Babel offers excellent commentary on human carelessness and fallibility and how modern society is unable (or unwilling) to accommodate these shortcomings. People just go about their business, doing their jobs and what's expected of them. Blind institutions have usurped interpersonal connections and any sense of compassion. And even when empathy is established, people are constrained by their job obligations or societal expectations. The various stories include,
- A woman is shot by accident while traveling in Morocco, which in turn causes an international row that prevents help from actually getting to her.
- Unable to find someone who can watch the kids, or to obtain permission to take the day off, an illegal alien caregiver takes two children with her as she travels in Mexico for her son's wedding.

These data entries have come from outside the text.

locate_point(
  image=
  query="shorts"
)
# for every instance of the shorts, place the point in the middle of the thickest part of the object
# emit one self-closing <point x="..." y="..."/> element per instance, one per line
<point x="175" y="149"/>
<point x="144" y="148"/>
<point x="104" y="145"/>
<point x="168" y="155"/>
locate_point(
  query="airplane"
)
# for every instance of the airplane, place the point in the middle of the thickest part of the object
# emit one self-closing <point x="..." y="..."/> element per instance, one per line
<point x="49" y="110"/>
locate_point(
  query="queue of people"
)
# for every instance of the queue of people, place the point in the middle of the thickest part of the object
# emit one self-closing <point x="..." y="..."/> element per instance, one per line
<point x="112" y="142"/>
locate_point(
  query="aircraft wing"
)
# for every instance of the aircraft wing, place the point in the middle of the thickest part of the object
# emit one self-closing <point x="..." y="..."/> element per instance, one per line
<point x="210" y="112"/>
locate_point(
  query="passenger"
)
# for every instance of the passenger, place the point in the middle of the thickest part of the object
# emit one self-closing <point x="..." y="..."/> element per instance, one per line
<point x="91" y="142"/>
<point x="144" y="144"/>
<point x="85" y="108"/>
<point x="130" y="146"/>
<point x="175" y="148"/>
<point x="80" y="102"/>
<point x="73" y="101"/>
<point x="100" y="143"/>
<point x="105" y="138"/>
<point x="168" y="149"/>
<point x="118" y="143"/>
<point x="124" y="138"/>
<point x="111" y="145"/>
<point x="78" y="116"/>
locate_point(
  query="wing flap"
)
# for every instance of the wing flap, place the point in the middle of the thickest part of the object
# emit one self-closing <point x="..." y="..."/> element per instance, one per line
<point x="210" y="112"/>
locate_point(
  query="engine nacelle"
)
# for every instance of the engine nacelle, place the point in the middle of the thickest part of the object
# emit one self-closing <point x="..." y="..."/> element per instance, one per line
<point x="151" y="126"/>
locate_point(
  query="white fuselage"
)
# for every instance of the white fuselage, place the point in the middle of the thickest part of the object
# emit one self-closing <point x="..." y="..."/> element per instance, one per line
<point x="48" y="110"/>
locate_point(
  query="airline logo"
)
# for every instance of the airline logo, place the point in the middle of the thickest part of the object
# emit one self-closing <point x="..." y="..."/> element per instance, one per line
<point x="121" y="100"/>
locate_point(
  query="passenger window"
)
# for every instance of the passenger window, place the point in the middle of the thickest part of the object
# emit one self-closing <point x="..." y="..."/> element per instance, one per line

- A depressed and sexually confused deaf-mute Japanese teenager tries to cope with her mother's suicide.
- Carelessness during shooting practice goes horribly wrong for two young boys.
Directed by Alejandro González Iñárritu, Babel is gut-wrenching and Kafkaesque (I'm thinking of Josef K's bureaucratic nightmare in The Trial) -- but where Kafka provided dreamy surrealism, Babel only offers the hard truth and bitter reality. It's a hard watch, but it never degrades to the point of complete hopelessness and cynicism.
If anything, you'll feel a bit more connected to your fellow man.